I did start adding keywords about 6-12 months after originally starting my blog
to help with the management. Perhaps one of my book reviews led you to reading
a book in full that you found worthwhile. Maybe what I’m doing is not too
different from the compilers in antiquity. I often learn about other books
through blogs that I read.
A final note about
Blair’s first chapter focusing on information management. What was the impact
of printing? Blair argues that “general cultural consequences of printing are
particularly hard to disentangle from those of multiple other [specific]
cultural changes under way during precisely the same time.” She provides
examples from both Western Europe and China, where the invention of printing
(at different times) coincided with other concurrent discoveries and movements.
Yes, books became much cheaper. Yes, errors that were introduced became more
widespread. Yes, there were now a lot more trashy books and reading materials.

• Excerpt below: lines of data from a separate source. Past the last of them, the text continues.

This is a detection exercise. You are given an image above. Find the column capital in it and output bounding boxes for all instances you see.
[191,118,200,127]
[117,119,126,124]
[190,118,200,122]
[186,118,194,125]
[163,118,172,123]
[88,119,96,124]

But I learned from Blair that one huge new invention was the book cover and
title! Previously, manuscripts did not have title pages. They were referred to
typically by their opening words.
I like Blair’s
discussion on this topic so I’ll quote her. “By contrast, a printed book needed
to appeal to buyers who had no advance knowledge of the book, so the title page
served as an advertisement, announcing title and author, printer, … and also
additional boasts about useful features – ‘very copious indexes’… Title pages
occasionally made deceptive claims, proclaiming novelty where there was little,
or none.” Who would have thought that the invention of printing would lead to
book titles being the forerunner to Clickbait! Why, I even spend at least a few
minutes on each blog post trying to think up a catchy title! And if I’m too
lazy, I try to edit the lede so that it sounds attractive. I try to convince
myself that I’m honing my writing skills to be a better communicator, but maybe
I’m subconsciously trying to attract a click!